Правда, у Ильфа и Петрова подобные “аттракционы”, скорее всего, просто ухищрения ремесла, то есть прием в точном смысле слова, а у Набокова за этим испытанным способом воздействия на читательское воображение чувствуется и очень личная вера в судьбу – некий осмысленный предварительный чертеж человеческой жизни, приблизительный контур которого можно различить в минуту озарения. И в этом – и далеко не только в этом – видны разные масштабы дарований Ильфа и Петрова и Владимира Набокова: там, где “гениальные близнецы” “всего лишь” талантливы, мастеровиты и остроумны, великий писатель угадывает и философское измерение, дает читателю повод для метафизических аналогий.
Три автора демонстрируют чудеса наблюдательности и изобразительности (вот где подход, ценящий превыше всего “след от мокрой рюмки на садовом столе”, предстает во всей красе и торжествует!). И в этой изумительной гипертрофии зрения, в самом фокусе его, как до этого в “«жанре», типе юмора”, тоже виден “некий однородный и яркий характер”.

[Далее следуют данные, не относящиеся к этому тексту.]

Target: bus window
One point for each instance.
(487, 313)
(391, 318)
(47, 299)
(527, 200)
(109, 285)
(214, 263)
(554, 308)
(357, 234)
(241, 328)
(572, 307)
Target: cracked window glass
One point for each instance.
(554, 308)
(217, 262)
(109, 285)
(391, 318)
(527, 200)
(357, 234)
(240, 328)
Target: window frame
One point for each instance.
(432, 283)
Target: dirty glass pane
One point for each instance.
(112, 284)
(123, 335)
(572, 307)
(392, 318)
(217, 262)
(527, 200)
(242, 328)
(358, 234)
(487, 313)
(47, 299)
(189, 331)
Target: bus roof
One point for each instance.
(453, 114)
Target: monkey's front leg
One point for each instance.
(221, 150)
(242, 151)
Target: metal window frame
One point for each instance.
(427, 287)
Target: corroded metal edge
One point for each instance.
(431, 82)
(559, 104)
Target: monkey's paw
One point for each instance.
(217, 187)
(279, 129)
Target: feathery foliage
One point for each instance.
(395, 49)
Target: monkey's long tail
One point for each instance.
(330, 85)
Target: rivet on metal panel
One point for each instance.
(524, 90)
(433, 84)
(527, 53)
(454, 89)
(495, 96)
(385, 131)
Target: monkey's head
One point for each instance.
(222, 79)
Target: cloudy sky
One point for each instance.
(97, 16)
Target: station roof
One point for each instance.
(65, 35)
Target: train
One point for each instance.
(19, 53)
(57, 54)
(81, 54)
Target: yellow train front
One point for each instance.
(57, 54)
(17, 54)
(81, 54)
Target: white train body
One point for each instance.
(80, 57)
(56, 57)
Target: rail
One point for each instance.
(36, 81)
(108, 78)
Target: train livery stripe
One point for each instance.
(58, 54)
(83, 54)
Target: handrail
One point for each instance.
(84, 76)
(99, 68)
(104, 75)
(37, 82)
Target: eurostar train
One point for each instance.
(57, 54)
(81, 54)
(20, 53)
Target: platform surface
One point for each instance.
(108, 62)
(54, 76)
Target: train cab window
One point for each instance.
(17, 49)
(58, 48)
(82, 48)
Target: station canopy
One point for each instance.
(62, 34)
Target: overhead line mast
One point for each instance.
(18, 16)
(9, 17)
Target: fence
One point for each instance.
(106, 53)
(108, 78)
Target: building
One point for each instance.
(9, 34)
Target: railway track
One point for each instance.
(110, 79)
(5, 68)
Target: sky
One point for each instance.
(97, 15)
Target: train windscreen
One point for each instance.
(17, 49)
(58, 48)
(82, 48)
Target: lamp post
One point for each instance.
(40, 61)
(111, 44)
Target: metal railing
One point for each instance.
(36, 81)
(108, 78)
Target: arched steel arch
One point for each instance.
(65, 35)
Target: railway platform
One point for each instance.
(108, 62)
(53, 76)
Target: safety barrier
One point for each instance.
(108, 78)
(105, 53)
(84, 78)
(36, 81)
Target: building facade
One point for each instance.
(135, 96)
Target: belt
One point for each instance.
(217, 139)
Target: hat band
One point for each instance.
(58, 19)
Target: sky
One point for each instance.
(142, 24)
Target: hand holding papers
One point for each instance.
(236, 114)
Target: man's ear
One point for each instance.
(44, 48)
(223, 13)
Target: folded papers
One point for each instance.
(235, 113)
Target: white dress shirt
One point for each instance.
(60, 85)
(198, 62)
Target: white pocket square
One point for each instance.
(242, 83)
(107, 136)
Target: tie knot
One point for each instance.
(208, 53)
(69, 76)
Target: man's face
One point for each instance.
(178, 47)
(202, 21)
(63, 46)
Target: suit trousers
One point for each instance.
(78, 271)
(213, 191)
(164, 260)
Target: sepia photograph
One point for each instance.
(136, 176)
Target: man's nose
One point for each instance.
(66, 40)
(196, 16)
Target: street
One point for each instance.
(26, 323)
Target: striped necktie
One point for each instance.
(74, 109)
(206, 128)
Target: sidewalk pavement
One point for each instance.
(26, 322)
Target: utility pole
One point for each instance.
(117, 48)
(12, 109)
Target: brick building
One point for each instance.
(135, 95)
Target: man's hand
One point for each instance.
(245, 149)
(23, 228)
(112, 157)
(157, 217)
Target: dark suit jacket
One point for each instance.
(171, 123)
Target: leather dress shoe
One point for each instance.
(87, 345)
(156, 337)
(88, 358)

Гумберт Гумберт недовольно рассматривает предлагаемое ему Шарлоттой Гейз жилье, еще не подозревая о существовании под этим кровом Лолиты. Впрочем, Гумберт заметил “белый носок на полу”, явно не хозяйкин, потому что “недовольно крякнув, госпожа Гейз нагнулась за ним на ходу и бросила его в какой‐то шкаф”. Но автор, дразня наши предчувствия, показывает внимательному читателю то, чему Гумберт Гумберт не придает значения, – следы недавнего, совсем недавнего Лолитиного пребывания: “Мы бегло оглядели стол из красного дерева с фруктовой вазой посередке, ничего не содержавшей, кроме одной,
Иногда углы зрения трех писателей, их манера видения – кинематографическая, чуть ли даже не мультипликационная – настолько совпадают, что кажется, будто все эти неправдоподобно осязаемые описания – дело рук одного гениального “оператора”, впору устраивать викторину.
1. “…со звуком перелистываемой книги набегал легкий прибой”.
2. “…ветки отражались в небольшой луже, похожей на плохо промытую фотографию”.
3. “По главной улице на раздвинутых крестьянских ходах везли длинный синий рельс, будто возчик в рыбачьей брезентовой прозодежде вез не рельс, а оглушительную музыкальную ноту”.
4. “Купе тряслось и скрипело. Ложечки поворачивались в пустых стаканах, и все чайное стадо потихоньку сползало на край столика”.
5. “…но он ограничился сияющей улыбкой и чуть не упал на тигровые полоски, не поспевшие за отскочившим котом”.
Правильный ответ: № 2 и 5 – Набоков, остальное – Ильф и Петров6.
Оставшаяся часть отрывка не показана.